Aventuras de una mamá lectora, una lección de Rosario

 “Cuando se es madre, nunca estás realmente sola en tus pensamientos. Una madre siempre tiene que pensar dos veces, una vez por sí misma y otra vez por sus hijos

 Sophia Loren

 

Queridos Anaquelianos que placer tan grande el coincidir nuevamente en nuestro rinconcito literario. Me siento privilegiada de la amistad que hemos ido forjando a lo largo de estos viernes por medio de nuestro amor hacia los libros y el maravilloso mundo de la literatura.

Como ustedes saben, uno de mis deseos más grandes siempre fue ser madre, desde que tengo uso de razón siempre me soñé con un bebe en brazos mientras lo arrullaba a la luz de la luna.
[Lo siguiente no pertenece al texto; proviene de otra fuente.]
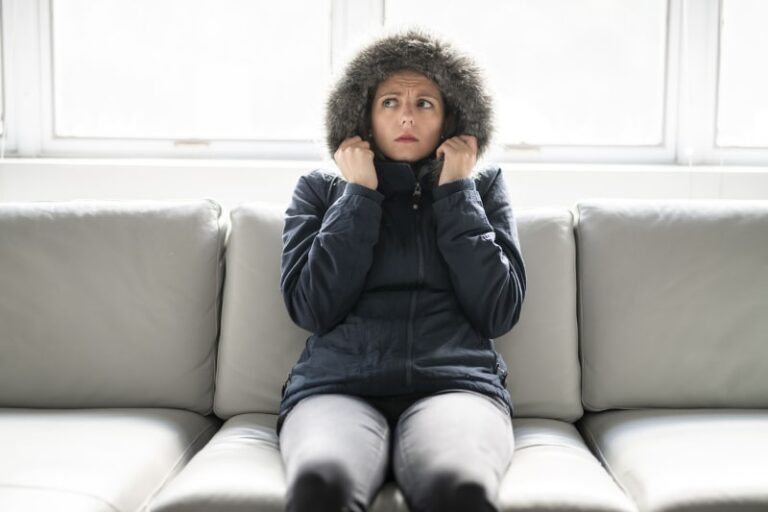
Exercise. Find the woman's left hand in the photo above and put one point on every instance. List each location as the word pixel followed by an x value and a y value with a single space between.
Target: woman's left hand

La imagen en sí era muy romántica, muy alejada de la realidad cabe mencionar, ya que para poder personificar semejante cuadro he tenido que pasar por una serie de pruebas que hasta el más complicado triatlón se antoja como un paseo en una tarde de verano.

Pero, en realidad, ¿qué es ser madre? 

Esta pregunta es capciosa por si misma, y difícil de dar una respuesta concreta. Para algunas mujeres maternar significa concebir en el vientre a un pequeñito o pequeñita -según sea el resultado de la lotería genética-  fruto del amor hacia alguien más, otras prefieren métodos más modernos y eligen el camino de la maternidad en solitario de la mano con la ciencia, algunas más deciden que la figura materna la representaran en la vida de sus sobrinos siendo la que los cuida, consciente y apapacha. Para otras, el llevar un ser en el vientre durante nueve meses no es necesario y dedican su existir a dar vida a pasiones, metas y proyectos que las llevan por caminos llenos de aventuras y aprendizajes. En fin, cada mujer encuentra su camino a la maternidad mientras pasea por la vida.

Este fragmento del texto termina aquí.